Liability for negligence depends on a showing that the injury suffered by plaintiff was caused by the alleged wrongful act or omission to act by the defendant. Merely to show a connection between the negligence and the injury is sufficient to establish liability.
A patient sustained back injuries that resulted from a car accident. She submitted a personal injury claim through her insurance carrier, which required she have a medical examination. X-rays were taken of her lower back without inquiry as to whether she was pregnant. Unbeknownst to her, the patient was pregnant at the time of the x-ray.

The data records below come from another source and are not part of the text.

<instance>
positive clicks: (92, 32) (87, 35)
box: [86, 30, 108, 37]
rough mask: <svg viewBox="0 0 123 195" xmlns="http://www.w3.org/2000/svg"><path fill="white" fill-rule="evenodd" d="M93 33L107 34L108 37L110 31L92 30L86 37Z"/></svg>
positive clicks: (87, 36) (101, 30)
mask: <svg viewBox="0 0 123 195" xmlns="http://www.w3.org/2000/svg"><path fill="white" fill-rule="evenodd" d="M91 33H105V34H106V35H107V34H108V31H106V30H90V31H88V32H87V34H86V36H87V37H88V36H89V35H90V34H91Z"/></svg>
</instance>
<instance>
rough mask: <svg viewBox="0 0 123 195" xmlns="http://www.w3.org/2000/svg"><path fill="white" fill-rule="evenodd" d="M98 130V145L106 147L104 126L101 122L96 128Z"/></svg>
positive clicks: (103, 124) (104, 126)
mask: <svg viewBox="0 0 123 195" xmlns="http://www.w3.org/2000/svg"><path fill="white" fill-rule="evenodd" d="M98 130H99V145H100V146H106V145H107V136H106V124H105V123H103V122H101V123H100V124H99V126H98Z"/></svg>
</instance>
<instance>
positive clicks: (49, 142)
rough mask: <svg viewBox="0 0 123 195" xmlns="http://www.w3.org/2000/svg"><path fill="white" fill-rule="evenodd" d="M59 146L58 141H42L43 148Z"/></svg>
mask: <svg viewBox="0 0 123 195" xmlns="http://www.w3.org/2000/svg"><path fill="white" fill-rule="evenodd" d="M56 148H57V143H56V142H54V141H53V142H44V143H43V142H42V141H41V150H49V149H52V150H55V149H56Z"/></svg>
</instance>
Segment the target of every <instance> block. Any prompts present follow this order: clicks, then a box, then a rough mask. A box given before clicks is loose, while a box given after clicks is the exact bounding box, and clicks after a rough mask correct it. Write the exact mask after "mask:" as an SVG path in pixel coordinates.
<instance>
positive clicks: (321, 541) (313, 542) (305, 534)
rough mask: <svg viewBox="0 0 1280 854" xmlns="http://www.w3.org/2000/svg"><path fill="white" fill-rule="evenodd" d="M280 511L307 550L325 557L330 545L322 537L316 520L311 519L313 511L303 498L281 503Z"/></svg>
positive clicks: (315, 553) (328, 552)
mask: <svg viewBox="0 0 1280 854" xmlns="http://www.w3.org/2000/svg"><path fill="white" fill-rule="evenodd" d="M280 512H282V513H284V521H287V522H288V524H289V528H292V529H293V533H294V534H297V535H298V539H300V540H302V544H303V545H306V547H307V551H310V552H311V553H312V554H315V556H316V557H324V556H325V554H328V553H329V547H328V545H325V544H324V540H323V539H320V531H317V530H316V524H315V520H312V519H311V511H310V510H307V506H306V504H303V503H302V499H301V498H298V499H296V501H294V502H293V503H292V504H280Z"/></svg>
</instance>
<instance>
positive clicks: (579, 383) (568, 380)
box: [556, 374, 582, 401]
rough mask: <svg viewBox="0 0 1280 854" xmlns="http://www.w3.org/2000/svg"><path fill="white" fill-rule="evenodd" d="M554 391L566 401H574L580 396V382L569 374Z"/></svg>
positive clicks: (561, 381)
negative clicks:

Her doctor confirmed the pregnancy after multiple tests and she was advised to terminate pregnancy because the fetus had been exposed. The patient had a therapeutic abortion and the pathology report stated the fetus was dead at the time of abortion. She filed a claim against doctor for medical malpractice. The patient's gynecologist, however, was not qualified by the court as an expert witness and the doctor was granted a directed verdict. The patient contended there was sufficient evidence to present to the jury a prima facie case of malpractice. The case was appealed to the Court of Appeal of Florida.
Should the doctor be liable for medical malpractice?
The court held that the directed verdict was proper because the patient did not know she was pregnant. Thus, if the doctor failed to inquire, his act was not the cause directly related to the injury because the x-ray would still have been performed. The gynecologist doctor was not qualified as an expert because the doctor being sued for malpractice was a radiologist.